A primeira-dama do Amazonas, Thaisa Cidade, afirmou estar sendo alvo de uma “perseguição” e que recebeu quatro processos em um único dia. Em vídeo publicado nas redes sociais, ela disse que as ações seriam uma tentativa de “calar” sua voz, mas garantiu que não pretende interromper suas atividades nem sua atuação em defesa das mulheres.
“Acabei de assinar aqui mais quatro processos. Acabou de sair aqui um oficial de justiça e eu venho sendo perseguida. E o que mais me choca: por uma mulher”, declarou.
Thaisa não identifica, no trecho divulgado, a autora dos processos nem detalha o conteúdo das ações judiciais. As afirmações de perseguição e tentativa de censura são, portanto, alegações feitas pela primeira-dama no vídeo.
Segundo ela, os processos estariam relacionados à sua atuação pública e às manifestações que vem fazendo.
“Pelo simples fato de eu estar trabalhando todos os dias, por estar buscando o melhor pelas pessoas do nosso Estado, por estar exercendo a minha função como Primeira-Dama do Estado, como presidente do Fundo de Promoção Social, e as pessoas estão querendo me calar, estão querendo me parar”, afirmou.
“Eu não vou parar”
O momento mais contundente do pronunciamento ocorreu quando Thaisa afirmou que a judicialização não mudará sua postura.

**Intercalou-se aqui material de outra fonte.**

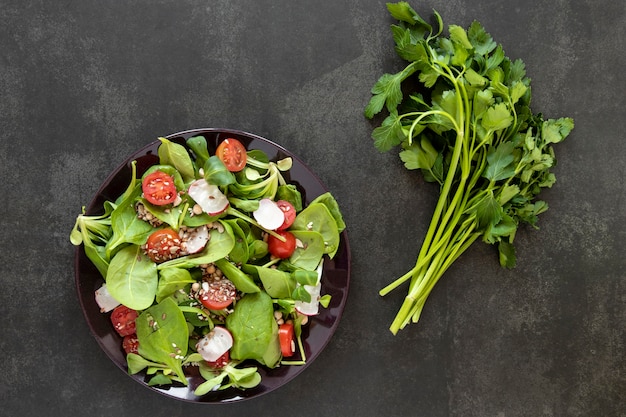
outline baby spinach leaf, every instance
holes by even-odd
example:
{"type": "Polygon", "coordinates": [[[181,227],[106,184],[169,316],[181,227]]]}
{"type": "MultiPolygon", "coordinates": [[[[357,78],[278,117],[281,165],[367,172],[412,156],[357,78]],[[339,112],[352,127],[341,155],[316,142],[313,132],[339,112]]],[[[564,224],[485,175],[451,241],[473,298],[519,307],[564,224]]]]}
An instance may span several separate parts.
{"type": "Polygon", "coordinates": [[[229,185],[235,182],[235,176],[226,168],[226,165],[216,155],[209,157],[203,165],[204,179],[217,186],[229,185]]]}
{"type": "Polygon", "coordinates": [[[159,271],[159,285],[157,286],[156,302],[160,303],[175,291],[185,288],[196,282],[191,273],[182,268],[166,268],[159,271]]]}
{"type": "Polygon", "coordinates": [[[174,168],[172,165],[166,165],[166,164],[152,165],[150,168],[146,170],[146,172],[144,172],[142,179],[152,174],[155,171],[164,172],[170,177],[172,177],[174,179],[174,185],[176,186],[177,190],[180,191],[180,190],[185,189],[185,180],[183,180],[183,177],[180,175],[180,172],[178,172],[176,168],[174,168]]]}
{"type": "Polygon", "coordinates": [[[255,239],[248,244],[248,258],[251,261],[256,261],[263,258],[268,254],[267,242],[261,239],[255,239]]]}
{"type": "Polygon", "coordinates": [[[293,208],[296,212],[302,210],[302,194],[298,191],[293,184],[283,184],[278,186],[276,191],[276,200],[285,200],[293,204],[293,208]]]}
{"type": "Polygon", "coordinates": [[[296,247],[289,258],[289,263],[296,268],[314,271],[324,256],[324,237],[318,232],[309,230],[292,230],[292,233],[302,242],[303,247],[296,247]]]}
{"type": "Polygon", "coordinates": [[[164,373],[157,373],[148,380],[149,387],[158,387],[163,385],[171,385],[174,380],[178,380],[173,375],[165,375],[164,373]]]}
{"type": "Polygon", "coordinates": [[[315,285],[319,278],[317,271],[306,271],[304,269],[296,269],[291,273],[291,276],[300,285],[315,285]]]}
{"type": "Polygon", "coordinates": [[[225,258],[221,258],[215,261],[215,266],[217,266],[228,278],[235,284],[237,290],[243,293],[252,293],[259,292],[261,289],[254,283],[252,278],[247,275],[244,271],[237,268],[232,262],[226,260],[225,258]]]}
{"type": "Polygon", "coordinates": [[[228,258],[236,263],[243,264],[248,262],[248,236],[246,232],[250,232],[250,228],[247,227],[247,223],[241,219],[227,219],[225,223],[231,227],[233,236],[235,238],[235,245],[230,251],[228,258]],[[246,229],[244,231],[244,228],[246,229]]]}
{"type": "MultiPolygon", "coordinates": [[[[141,204],[144,205],[146,211],[150,214],[152,214],[154,217],[156,217],[157,219],[161,220],[164,223],[167,223],[168,225],[170,225],[174,230],[178,230],[179,226],[180,226],[180,222],[181,222],[181,218],[183,216],[185,216],[187,213],[183,213],[183,210],[185,208],[185,205],[181,204],[178,205],[176,207],[170,207],[168,206],[167,208],[164,207],[159,207],[159,206],[155,206],[152,205],[148,202],[148,200],[146,200],[145,198],[140,198],[139,201],[141,202],[141,204]]],[[[130,212],[129,212],[130,214],[130,212]]],[[[137,221],[140,221],[141,223],[147,224],[148,226],[150,226],[149,223],[144,222],[143,220],[140,220],[137,218],[137,213],[135,213],[135,210],[133,209],[133,216],[135,217],[135,219],[137,221]]],[[[152,231],[154,231],[154,229],[152,228],[152,226],[150,226],[150,229],[152,231]]],[[[147,238],[147,236],[146,236],[147,238]]],[[[139,244],[143,244],[145,243],[145,240],[143,242],[140,242],[139,244]]]]}
{"type": "Polygon", "coordinates": [[[326,206],[330,214],[335,219],[335,223],[337,223],[337,230],[341,233],[346,228],[346,223],[343,221],[343,215],[341,214],[339,203],[337,203],[335,197],[331,193],[326,192],[311,201],[311,204],[317,203],[321,203],[326,206]]]}
{"type": "Polygon", "coordinates": [[[196,165],[203,167],[206,160],[209,159],[209,148],[204,136],[194,136],[187,139],[187,146],[189,146],[196,157],[196,165]]]}
{"type": "Polygon", "coordinates": [[[278,325],[272,298],[267,293],[244,295],[226,317],[226,326],[234,339],[231,358],[254,359],[269,368],[278,364],[281,357],[278,325]]]}
{"type": "Polygon", "coordinates": [[[137,181],[136,162],[131,164],[131,180],[126,191],[117,199],[111,212],[111,230],[113,235],[106,244],[107,257],[112,257],[115,250],[124,243],[140,245],[147,239],[151,226],[137,218],[134,202],[141,195],[141,183],[137,181]]]}
{"type": "Polygon", "coordinates": [[[187,355],[189,332],[185,316],[171,298],[142,312],[136,320],[139,354],[167,365],[187,383],[182,360],[187,355]]]}
{"type": "Polygon", "coordinates": [[[143,310],[154,302],[158,283],[156,264],[138,245],[126,246],[111,259],[106,283],[117,301],[134,310],[143,310]]]}
{"type": "MultiPolygon", "coordinates": [[[[137,197],[141,193],[141,186],[138,186],[133,194],[137,197]]],[[[150,233],[154,231],[152,226],[137,217],[137,212],[133,205],[134,198],[124,200],[111,213],[111,228],[113,236],[107,243],[107,253],[111,256],[114,251],[125,243],[143,245],[146,243],[150,233]]]]}
{"type": "Polygon", "coordinates": [[[287,298],[295,288],[295,281],[289,272],[260,265],[243,265],[244,271],[254,275],[263,283],[263,289],[272,298],[287,298]]]}
{"type": "Polygon", "coordinates": [[[247,200],[244,198],[229,197],[228,201],[239,210],[243,210],[248,213],[252,213],[259,208],[259,200],[247,200]]]}
{"type": "Polygon", "coordinates": [[[339,248],[339,228],[335,217],[322,203],[311,203],[296,216],[291,230],[315,231],[322,235],[324,253],[331,258],[339,248]]]}
{"type": "Polygon", "coordinates": [[[168,369],[167,365],[149,361],[136,353],[126,355],[126,364],[128,365],[128,373],[130,375],[135,375],[148,367],[168,369]]]}
{"type": "Polygon", "coordinates": [[[159,160],[163,165],[171,165],[182,175],[185,181],[190,181],[195,178],[195,170],[191,156],[183,145],[174,143],[166,138],[159,138],[161,144],[159,145],[158,154],[159,160]]]}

“Mas eu quero dizer para vocês que eu não vou parar. Eu vou continuar trabalhando”, declarou.
Mais adiante, ela reforçou o posicionamento ao recordar sua trajetória profissional.
“Eu sou uma mulher livre, independente, empreendedora, gestora escolar desde muito cedo. Eu sempre trabalhei, eu sempre fui em busca dos meus objetivos e não são processos como esses que vão me fazer parar”, disse.
Thaisa afirmou ainda que pretende transformar os episódios em motivação para ampliar sua atuação.
“Pelo contrário: eu vou continuar trabalhando e vou continuar lutando por essa causa tão importante, que é a causa da mulher”, acrescentou.
Primeira-dama cita mães atípicas e vítimas de violência
No vídeo, Thaisa relacionou sua decisão de continuar trabalhando às mulheres que afirma encontrar durante suas agendas, citando nominalmente uma mãe atípica e uma mulher que teria sido vítima de violência.
Segundo a primeira-dama, sua atuação continuará voltada, entre outros públicos, às mães atípicas e às mulheres vítimas de violência no Amazonas.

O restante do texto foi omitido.